GlobalLink Web employs tokenization to minimize repetitive translation and content bleeding. Tokenization identifies and generalizes common patterns within the text to render the translation applicable in multiple variants of similar phrases. This feature eliminates the need to re-translate phrases that are identical, except for a variable value that may not require translation. For example:

Source Segment Tokenized Variant
You have 5 items in your cart. You have {{n}} items in your cart.
You have 9 items in your cart. You have {{n}} items in your cart.
You have 12 items in your cart. You have {{n}} items in your cart.

In this example, GlobalLink Web ignores the variable value in the source segment thereby allowing one translation to cover all possible iterations. While there are obvious time and cost efficiencies to tokenization, there may actually be cases where the localization of certain tokens is required for your business.

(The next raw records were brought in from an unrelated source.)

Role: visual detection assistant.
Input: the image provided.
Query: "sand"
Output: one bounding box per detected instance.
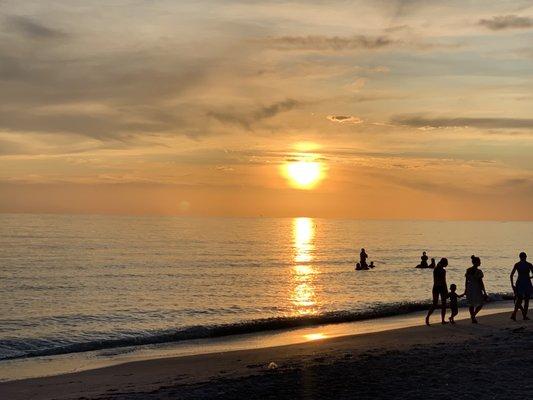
[0,313,533,400]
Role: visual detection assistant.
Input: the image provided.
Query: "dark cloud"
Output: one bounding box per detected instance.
[267,35,396,51]
[208,99,301,129]
[5,15,67,39]
[392,116,533,129]
[479,15,533,31]
[326,115,363,124]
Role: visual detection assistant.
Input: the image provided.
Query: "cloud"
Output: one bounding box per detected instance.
[326,115,363,124]
[267,35,396,51]
[208,99,301,129]
[479,15,533,31]
[6,15,67,39]
[392,115,533,129]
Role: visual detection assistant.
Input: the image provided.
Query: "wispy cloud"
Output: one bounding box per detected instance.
[327,115,363,124]
[5,15,67,39]
[266,35,396,51]
[392,115,533,129]
[208,99,301,129]
[479,15,533,31]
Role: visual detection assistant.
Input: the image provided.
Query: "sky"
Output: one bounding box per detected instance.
[0,0,533,220]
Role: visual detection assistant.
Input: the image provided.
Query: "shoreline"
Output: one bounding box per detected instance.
[0,310,533,400]
[0,301,512,383]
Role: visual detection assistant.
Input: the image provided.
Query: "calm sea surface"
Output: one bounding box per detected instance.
[0,214,533,359]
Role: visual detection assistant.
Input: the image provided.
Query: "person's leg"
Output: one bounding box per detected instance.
[474,304,483,317]
[511,295,524,321]
[440,293,446,324]
[468,306,476,322]
[426,290,439,326]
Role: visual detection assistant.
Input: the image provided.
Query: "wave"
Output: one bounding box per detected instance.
[0,293,513,360]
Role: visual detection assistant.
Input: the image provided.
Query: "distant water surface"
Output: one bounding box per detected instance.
[0,214,533,359]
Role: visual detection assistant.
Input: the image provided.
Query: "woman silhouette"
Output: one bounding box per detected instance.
[426,258,448,326]
[511,252,533,321]
[465,256,488,324]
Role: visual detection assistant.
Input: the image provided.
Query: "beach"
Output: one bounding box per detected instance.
[0,313,533,400]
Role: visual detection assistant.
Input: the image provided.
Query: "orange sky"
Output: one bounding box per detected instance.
[0,0,533,220]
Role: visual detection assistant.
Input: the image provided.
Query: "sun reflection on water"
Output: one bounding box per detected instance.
[291,218,317,315]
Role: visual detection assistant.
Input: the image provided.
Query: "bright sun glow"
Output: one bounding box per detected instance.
[285,161,323,189]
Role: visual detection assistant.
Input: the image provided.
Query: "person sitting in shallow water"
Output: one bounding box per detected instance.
[359,249,368,269]
[420,251,429,268]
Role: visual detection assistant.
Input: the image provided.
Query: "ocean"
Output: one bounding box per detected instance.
[0,214,533,360]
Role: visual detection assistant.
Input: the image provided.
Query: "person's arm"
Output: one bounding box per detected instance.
[511,265,516,292]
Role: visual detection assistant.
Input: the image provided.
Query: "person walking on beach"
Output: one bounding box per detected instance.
[511,252,533,321]
[359,249,368,269]
[426,258,448,326]
[465,256,488,324]
[448,283,464,324]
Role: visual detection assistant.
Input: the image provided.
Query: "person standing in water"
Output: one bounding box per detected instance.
[511,252,533,321]
[420,251,429,268]
[359,249,368,268]
[465,256,488,324]
[426,258,448,326]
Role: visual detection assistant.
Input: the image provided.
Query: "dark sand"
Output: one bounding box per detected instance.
[0,313,533,400]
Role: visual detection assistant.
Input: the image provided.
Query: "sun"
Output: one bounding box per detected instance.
[285,160,323,189]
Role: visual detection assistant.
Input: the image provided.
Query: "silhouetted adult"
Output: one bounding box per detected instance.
[465,256,488,324]
[359,249,368,269]
[420,251,429,268]
[426,258,448,326]
[511,252,533,321]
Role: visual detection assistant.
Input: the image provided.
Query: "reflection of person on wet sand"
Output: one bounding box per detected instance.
[511,252,533,321]
[465,256,488,324]
[426,258,448,326]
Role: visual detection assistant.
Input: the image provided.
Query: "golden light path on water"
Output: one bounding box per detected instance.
[291,218,317,315]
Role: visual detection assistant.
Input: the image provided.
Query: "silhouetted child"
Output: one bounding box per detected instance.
[448,283,464,324]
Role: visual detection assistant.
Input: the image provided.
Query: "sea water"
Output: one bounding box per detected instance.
[0,214,533,359]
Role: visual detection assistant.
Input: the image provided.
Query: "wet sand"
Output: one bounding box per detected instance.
[0,313,533,400]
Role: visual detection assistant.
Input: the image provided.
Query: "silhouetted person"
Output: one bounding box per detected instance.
[420,251,429,268]
[465,256,488,324]
[511,252,533,321]
[448,283,464,324]
[426,258,448,326]
[359,249,368,269]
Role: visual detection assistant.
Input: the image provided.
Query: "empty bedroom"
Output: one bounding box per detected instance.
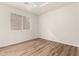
[0,2,79,56]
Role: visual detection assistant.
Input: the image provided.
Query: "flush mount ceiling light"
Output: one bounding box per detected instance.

To understand the right strategy for your website, let's begin by reviewing the units that are treated as tokens by default on GlobalLink Web:

  • Numbers
  • Time zones
  • Times
  • Dates
  • Currencies
  • Measurements

If you have business or regional requirements to localize any of these units, there are a few nuances to understand. Here are some examples of localized tokens that might apply to your use-case:

English Source Segment French Translation
Our company was incorporated on June 05, 2000. Notre société a été constituée le 5 juin 2000.
This is a 3,000 sq ft house. Il s'agit d'une maison de 278,70 mètres carrés.
Your remaining balance is $100.00 Votre solde restant est de 89,31 €

In each example, there are multiple intricacies associated with the localization of the token that can be reduced to 3 basic categories.

1 = Reformatting (e.g. MM-DD-YYYY to DD-MM-YYYY)

2 = Conversion & translation (e.g. 3,000 sq ft house to maison de 278,70 mètres carrés)

3 = Placement of separators (e.g. $100.00 to 89,31 €)

Best practice for each category will vary by language and region, but the general concept can be universally applied. Prior to implementing any solution, you will want to have a good understanding of the nuances of the local markets you are targeting.

What are my options?

There are three approaches to token localization on GlobalLink Web, listed below from least to most ideal.

1 = Disable GlobalLink Web tokenization entirely, forcing every segment on your website (including those with variable tokens) to be Machine Translated. This approach is discouraged because you will lose the efficiencies discussed at the outset of this article, unnecessarily increasing the amount of Machine Translation you consume. Furthermore, this will present challenges for your reviewers in that edits to a segment containing a variable token would not apply to the same segment with a different token value.

2 = With the exception of measurement and currency conversions, GlobalLink Web can be used to localize certain tokens such as dates, times and time zones. Please contact your GlobalLink Web Support team if you wish to implement one of these custom token approaches.

3 = The best approach to token localization is to set up the required logic on the origin website that GlobalLink Web is translating for each market. By doing so, you are in complete control of any custom formats and conversions while maintaining GlobalLink Web's default token logic designed to maximize time and cost efficiencies.